Classic hospitality owes its existence to ‘going for coffee’

By Wouter Verkerk

There is hardly a word more Dutch than ‘koffiedrinken’ (going for coffee). According to the Van Dale dictionary, it means something like: ‘Being in a social setting where coffee or something else is consumed’. After tea, coffee is the only drink that forms a standalone verb when combined with the word ‘drinking’ in Dutch.

This word is about the habit, the ritual, not just the drink itself. In the hospitality industry, for a long time, it was mainly about ‘going for coffee’ (the custom to which a ‘café’ owes its name) and less about the coffee itself. It was only in the last twenty years that the coffee revolution took place, bringing us products like latte macchiato, cappuccino, and doppio. Since this coffee revolution, which saw the large-scale introduction of professional espresso machines, a second and even third category of coffee has emerged.

Category 1 coffee

The first, still very much alive category is the ‘Neighbor, fancy a quick cup of coffee?’ and the ‘Eleven o’clock, coffee break!’. In the hospitality industry, the trusted Bravilor serves to provide us with many liters of this (filter) coffee. When asked ‘Do you want anything in it?’, you can choose sugar, milk, and maybe a sweetener. This is not the time for a ‘decaf cortado with oat milk’. The ‘coffee drinking’ is no less for it; it creates a huge bond when everyone drinks the same thing.

Category 2

Category 2 is about coffee that ‘mouse-tails’ from a portafilter. (Jeroen Veldkamp taught me that espresso doesn’t drip but ‘mouse-tails’; thin lines filling the espresso cup).

Category 3

Do you see a barista working with a stopwatch and scales?

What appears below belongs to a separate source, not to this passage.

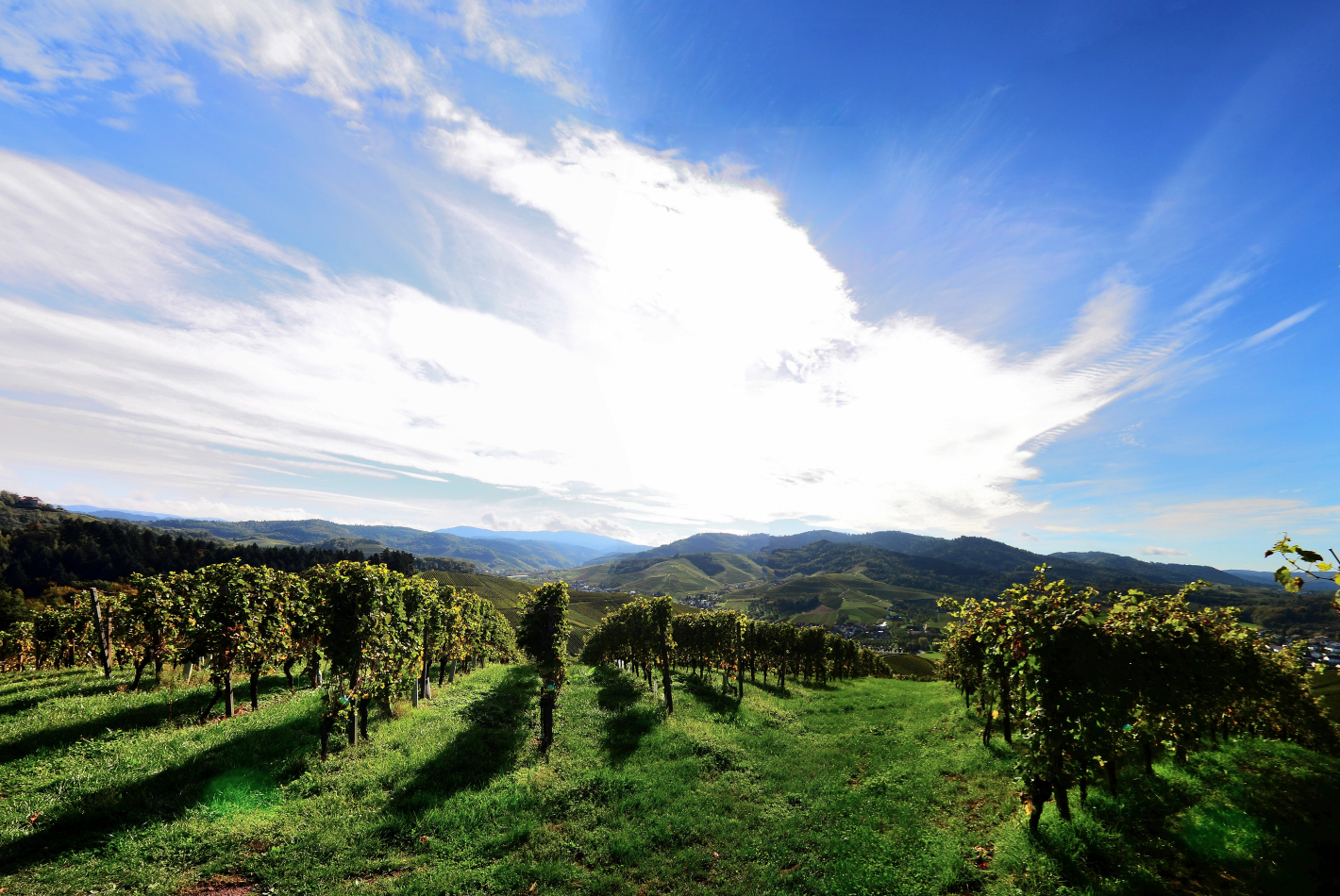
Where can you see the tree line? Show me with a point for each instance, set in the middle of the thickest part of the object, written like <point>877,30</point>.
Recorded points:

You have arrived in category 3. Specialized espresso and coffee shops owe their existence to the coffee revolution and category 3. The focus is on the quality and preferences of the individual guest. In some places, 80% of them are sitting with a laptop enjoying a favorite barista masterpiece. These guests come for coffee, not for the social ritual of ‘going for coffee’.

You could say that classic hospitality owes its existence to ‘going for coffee’, although category 2 has now become the standard for them as well. Here, it is also—and perhaps primarily—about the social aspect with unique hospitality elements that their guests come for. That is their reason for being and where their chances of survival lie. These usually don’t lie in a shift toward the extreme categories of any product group.